D’autres services, comme Eternos et Project Lazarus, ont exploré des idées similaires, où des modèles IA d’êtres chers décédés peuvent répondre à des questions et partager des souvenirs. MyHeritage transforme, par exemple, de vieilles photos en vidéos animées. Mais Life’s Echo va plus loin grâce à l’imitation de la voix et à la profondeur de ses entretiens. Ce qui n’est guère étonnant vu le profil de son fondateur, Steve Endacott, créateur d’« AI Steve », le premier candidat britannique à l’IA au Parlement.

Il y a quand même quelque chose de très gênant dans ce nouvel outil qui devrait voir le jour en février 2025. Voir succéder à soi-même un algorithme qui sera notre incarnation numérique pour les générations à venir est passablement déroutant. Est-ce juste parce qu’on est vieux jeu et qu’on refuse les avancées novatrices et merveilleuses de la technique ?

On nous objectera que les photos, les vidéos sont aussi nuisibles que cet avatar, en ce qu’elles pérennisent le souvenir du visage, du corps de la personne disparue. Mais ces dernières se rapportent à un moment historique précis qui a réellement eu lieu. La technique nous donne le plaisir de le revoir, engendrant des émotions. L’IA, elle, va créer à partir d’un substrat : il y a donc suggestion, invention, fabrication d’un moment qui n’a jamais vraiment existé.

 

Notre avatar IA nous survivra ?

On nous objectera aussi qu’il y a préservation de la mémoire, bagage essentiel entre les générations. Une histoire familiale pourrait ainsi être transmise, les faits de la vie personnelle du mort, les idées qu’il soutenait… « Comme la plupart des gens, je connais la vie de mes parents et de mes grands-parents, mais je ne sais rien de mes arrière-grands-parents. Après trois générations, la connaissance de notre existence disparaît presque complètement », a déclaré Ruth Endacott, PDG de Life’s Echo.

C’est vrai… Mais les jeunes d’aujourd’hui n’ont cure, le plus souvent, de recueillir les témoignages de leurs aînés… Un visuel virtuel changera-t-il la donne ? Et puis vu ce que ChatGPT est capable d’inventer, on peut franchement craindre que l’IA ne se mette à broder sévère sur les dires de nos anciens. Qui contrôlera cette IA, alors que nous serons disparus, si ce n’est une entreprise dont l’intérêt sera de s’attacher un public ?

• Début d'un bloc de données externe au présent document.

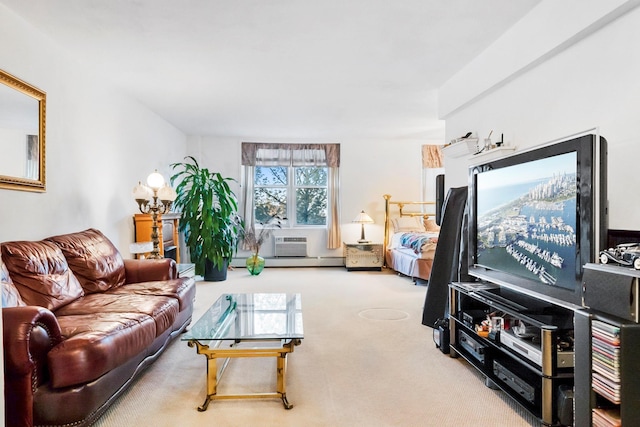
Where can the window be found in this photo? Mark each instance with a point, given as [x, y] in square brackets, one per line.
[297, 193]
[299, 181]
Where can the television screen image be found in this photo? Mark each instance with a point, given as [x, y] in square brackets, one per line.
[537, 217]
[526, 220]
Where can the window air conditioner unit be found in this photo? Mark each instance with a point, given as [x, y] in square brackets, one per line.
[290, 246]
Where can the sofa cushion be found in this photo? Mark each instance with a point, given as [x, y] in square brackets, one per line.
[181, 289]
[96, 343]
[93, 258]
[41, 274]
[10, 295]
[163, 310]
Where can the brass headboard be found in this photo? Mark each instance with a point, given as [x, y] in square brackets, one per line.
[401, 213]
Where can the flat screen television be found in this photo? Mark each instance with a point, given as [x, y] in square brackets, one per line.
[537, 217]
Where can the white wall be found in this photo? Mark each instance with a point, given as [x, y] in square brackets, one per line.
[588, 78]
[368, 169]
[99, 144]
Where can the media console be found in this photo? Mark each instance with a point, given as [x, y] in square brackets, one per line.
[528, 352]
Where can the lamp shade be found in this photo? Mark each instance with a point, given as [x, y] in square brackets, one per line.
[166, 193]
[155, 180]
[363, 218]
[142, 192]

Il nous plaît en effet de penser à nos morts et cette perspective technique révolutionnaire surfe sur les désirs naturels des vivants. Mais, si leurs souvenirs tangibles sont précieux, à l’instar de leurs images conservées, mais aussi de leurs lettres, de leur objets favoris ou coutumiers, la pensée de leur état réel actuel est encore plus essentielle. Car ils existent toujours bel et bien, mais dans leur âme. C’est vers elle que se tournent toutes nos pensées, toute notre espérance, et non vers le corps qui lentement retourne peu à peu en poussière et ne reviendra jamais ici-bas, sous son état originel strict.

Pourquoi s’attacher à ce qui ne reviendra pas, pourquoi vouloir faire persister ce qui doit passer ? Le rapport à la mort de nos contemporains est parfaitement illustré dans cet attachement mortifère en réalité, car il dénie la Vie. Dans cette volonté jusqu’au-boutiste, il y a en fait quelque chose d’incroyablement glauque.